The Nashos’ War: Australia’s National Servicemen and Vietnam, Penguin Viking, Melbourne, 2014
[O]ur ideas of national service contain strange contradictions and inaccuracies: that the draft was unpopular but militarily necessary; that the nashos in Vietnam all volunteered to go to war; and that they were met by protesters and demonstrations on their return to Australia, rather than the huge welcome-home parades reported at the time.
Here, Mark Dapin dramatically deconstructs the folklore of Vietnam and national service. Drawing on the accounts of over one hundred and fifty former national servicemen, The Nashos’ War tells a vastly more personal and nuanced story of national service and Australia’s Vietnam War than that previously heard. (blurb)
The book is excerpted and discussed in this Honest History highlights reel, along with Michael Caulfield’s The Vietnam Years. There were reviews in the Canberra Times, the Australian and the Herald-Sun. Also behind a pay-wall by Peter Edwards in Australian Book Review but free on Dapin’s web page, along with some other reviews. ‘Dapin’s overriding theme’, says Edwards, ‘is that the truth is always more subtle than the myths’.
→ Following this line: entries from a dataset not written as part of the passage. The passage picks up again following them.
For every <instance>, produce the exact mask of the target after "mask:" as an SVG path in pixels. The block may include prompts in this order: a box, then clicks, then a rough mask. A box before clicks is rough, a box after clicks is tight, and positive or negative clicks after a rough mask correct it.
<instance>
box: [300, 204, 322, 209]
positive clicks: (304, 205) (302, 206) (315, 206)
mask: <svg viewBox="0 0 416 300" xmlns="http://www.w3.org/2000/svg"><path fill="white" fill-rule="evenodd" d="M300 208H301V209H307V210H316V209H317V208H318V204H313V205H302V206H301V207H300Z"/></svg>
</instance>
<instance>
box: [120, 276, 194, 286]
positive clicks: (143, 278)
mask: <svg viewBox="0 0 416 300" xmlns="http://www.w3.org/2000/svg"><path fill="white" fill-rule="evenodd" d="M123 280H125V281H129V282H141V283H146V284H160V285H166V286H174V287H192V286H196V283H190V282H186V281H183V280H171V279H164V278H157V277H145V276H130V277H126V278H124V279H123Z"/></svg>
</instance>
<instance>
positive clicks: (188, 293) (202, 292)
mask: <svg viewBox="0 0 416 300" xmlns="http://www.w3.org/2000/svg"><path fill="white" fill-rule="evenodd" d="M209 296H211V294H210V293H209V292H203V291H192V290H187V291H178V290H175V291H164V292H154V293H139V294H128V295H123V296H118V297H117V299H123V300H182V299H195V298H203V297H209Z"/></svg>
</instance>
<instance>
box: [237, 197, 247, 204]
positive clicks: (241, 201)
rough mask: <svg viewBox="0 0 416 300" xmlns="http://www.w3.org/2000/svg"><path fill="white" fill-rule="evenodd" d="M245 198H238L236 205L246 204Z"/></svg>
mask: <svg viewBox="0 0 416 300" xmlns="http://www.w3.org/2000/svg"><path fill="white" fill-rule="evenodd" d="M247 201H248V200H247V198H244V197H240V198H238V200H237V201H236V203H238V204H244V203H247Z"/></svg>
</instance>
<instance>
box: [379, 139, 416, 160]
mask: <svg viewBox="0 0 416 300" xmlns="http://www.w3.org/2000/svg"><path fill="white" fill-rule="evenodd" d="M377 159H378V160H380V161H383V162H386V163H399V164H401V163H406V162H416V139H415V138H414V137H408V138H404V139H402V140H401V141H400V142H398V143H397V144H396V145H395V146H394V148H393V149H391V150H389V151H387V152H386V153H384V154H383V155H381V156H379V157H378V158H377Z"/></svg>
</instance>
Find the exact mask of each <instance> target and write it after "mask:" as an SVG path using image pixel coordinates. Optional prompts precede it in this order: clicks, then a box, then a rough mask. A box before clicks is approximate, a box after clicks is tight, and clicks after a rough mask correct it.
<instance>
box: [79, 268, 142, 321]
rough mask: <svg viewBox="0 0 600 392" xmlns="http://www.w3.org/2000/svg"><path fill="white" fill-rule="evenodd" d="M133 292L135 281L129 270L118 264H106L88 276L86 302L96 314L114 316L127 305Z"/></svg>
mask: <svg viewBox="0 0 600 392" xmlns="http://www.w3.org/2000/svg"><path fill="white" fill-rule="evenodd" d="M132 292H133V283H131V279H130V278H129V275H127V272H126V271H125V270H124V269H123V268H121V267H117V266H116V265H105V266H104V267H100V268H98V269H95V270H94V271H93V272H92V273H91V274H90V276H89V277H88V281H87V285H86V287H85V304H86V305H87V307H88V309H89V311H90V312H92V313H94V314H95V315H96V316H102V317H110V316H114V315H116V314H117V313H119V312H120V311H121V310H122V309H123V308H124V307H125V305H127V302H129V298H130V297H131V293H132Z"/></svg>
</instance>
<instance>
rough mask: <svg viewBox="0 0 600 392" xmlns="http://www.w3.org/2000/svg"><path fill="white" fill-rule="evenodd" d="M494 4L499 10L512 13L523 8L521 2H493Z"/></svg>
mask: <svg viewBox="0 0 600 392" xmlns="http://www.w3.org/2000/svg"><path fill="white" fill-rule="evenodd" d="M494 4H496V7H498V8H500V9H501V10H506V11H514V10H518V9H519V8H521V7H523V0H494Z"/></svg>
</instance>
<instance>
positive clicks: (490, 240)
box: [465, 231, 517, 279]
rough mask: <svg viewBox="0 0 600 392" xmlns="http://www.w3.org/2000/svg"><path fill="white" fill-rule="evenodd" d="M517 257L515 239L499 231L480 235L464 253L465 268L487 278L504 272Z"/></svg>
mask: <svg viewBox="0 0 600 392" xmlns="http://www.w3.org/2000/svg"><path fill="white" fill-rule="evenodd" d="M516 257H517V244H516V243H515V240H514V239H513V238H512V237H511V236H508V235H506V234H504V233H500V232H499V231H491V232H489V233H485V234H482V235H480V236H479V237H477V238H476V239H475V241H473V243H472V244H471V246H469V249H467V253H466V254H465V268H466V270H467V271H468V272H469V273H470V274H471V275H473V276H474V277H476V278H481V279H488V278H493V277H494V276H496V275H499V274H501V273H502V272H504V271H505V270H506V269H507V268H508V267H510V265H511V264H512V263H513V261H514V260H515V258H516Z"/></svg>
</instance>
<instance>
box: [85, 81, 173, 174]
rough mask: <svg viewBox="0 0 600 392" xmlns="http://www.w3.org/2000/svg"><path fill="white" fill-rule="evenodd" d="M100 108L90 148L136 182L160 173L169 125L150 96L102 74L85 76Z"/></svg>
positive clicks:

Dapin’s own long reflection on why he wrote the book and what it taught him is here. It makes some profound points about the nature of Australia in the 1960s. Among other points made:
Most of Australia was conservative, patriotic and law-abiding throughout the Vietnam period. Anti-war protesters, even at the peak of their numbers, were often thought of as deviants, ratbags, idiots and traitors.